U.S. stocks extended gains following the data releases, with the S&P 500 rising 30 points in the opening hour of trading, a move that would lift the benchmark to within around 4.5% of the all-time high it reached in January of 2022.

The Dow Jones Industrial Average, which is riding its longest consecutive session winning streak since 1987, was up 58 points. The tech-focused Nasdaq, meanwhile, was marked 177 points higher thanks in part to an 8.5% surge for Meta Platforms  (META) - Get Free Report following last night's stronger-than-expected second-quarter earnings. 

Benchmark 10-year Treasury note yields were marked 2 basis points higher at 3.901% while 2-year notes added 1 basis points to 4.876%. The U.S. dollar index, meanwhile, was marked 0.72% higher at 101.615 against a basket of six global currency peers.

CME Group's FedWatch now suggests a 24% chance that the Fed will lift the rate by 25 basis points (0.25 percentage point), to between 5.5% to 5.75% at its next policy meeting in September. The odds for a November hike, however, were pegged at 33%.

"We’ve raised the federal-funds rate now by 525 basis points since March 2022," Fed Chairman Jerome Powell told reporters in Washington yesterday following the central bank's decision to raise the benchmark Fed Funds rate to its highest level in 22 years. "Monetary policy, we believe, is restrictive and is putting downward pressure on economic activity and inflation."

That said, more than 4.2 million jobs have been added to the economy since June of last year, and stocks rode their best first-half winning streak since 2018.
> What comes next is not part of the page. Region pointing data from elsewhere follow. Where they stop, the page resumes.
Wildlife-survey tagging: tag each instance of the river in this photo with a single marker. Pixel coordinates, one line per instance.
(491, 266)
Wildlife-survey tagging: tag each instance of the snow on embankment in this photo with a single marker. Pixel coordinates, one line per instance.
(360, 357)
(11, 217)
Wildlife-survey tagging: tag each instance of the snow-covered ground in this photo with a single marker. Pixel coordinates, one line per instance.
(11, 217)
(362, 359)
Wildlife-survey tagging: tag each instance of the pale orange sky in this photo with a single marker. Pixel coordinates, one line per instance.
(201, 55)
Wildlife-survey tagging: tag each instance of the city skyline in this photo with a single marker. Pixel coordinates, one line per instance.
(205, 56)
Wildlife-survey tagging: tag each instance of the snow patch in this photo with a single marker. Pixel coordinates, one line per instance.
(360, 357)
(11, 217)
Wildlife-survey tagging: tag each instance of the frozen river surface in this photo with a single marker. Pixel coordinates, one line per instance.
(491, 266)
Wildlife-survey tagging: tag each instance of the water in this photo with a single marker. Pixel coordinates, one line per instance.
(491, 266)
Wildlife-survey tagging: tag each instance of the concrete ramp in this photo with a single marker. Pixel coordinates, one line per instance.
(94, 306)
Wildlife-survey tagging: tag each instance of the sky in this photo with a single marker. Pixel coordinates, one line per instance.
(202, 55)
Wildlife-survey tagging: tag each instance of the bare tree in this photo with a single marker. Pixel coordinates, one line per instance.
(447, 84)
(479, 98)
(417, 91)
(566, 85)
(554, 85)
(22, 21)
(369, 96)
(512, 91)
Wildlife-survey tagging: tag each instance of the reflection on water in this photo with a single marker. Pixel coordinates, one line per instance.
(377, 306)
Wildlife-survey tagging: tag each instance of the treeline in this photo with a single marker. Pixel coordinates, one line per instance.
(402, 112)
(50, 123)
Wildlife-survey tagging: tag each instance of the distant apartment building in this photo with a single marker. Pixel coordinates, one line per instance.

Unemployment, which was sitting at 3.6% in June 2022 -- when inflation hit its 40-year peak of 9.1% -- held firm at 3.6% last month. Inflation slowed to 3%, below Wall Street forecasts and the slowest pace of price increases since 2021.

“It’s great to have another quarter of positive GDP growth in tandem with a consistently slowing inflation rate. After yesterday’s resumption of interest rate hikes, it’s encouraging to see the aggressive hike cycle working as inflation continues to decline," said Steve Rick, Chief Economist at TruStage, a $4+ billion, 85-year-old provider of financial services to credit unions and their customers.

"Consumers are getting a reprieve from the rising costs of core goods, and the U.S. economy is off to a stronger start to the first half of the year," he added. "I expect this quarter’s positive GDP growth will likely give the Fed leeway to continue to decrease the size and frequency of rate hikes in the second half of the year.”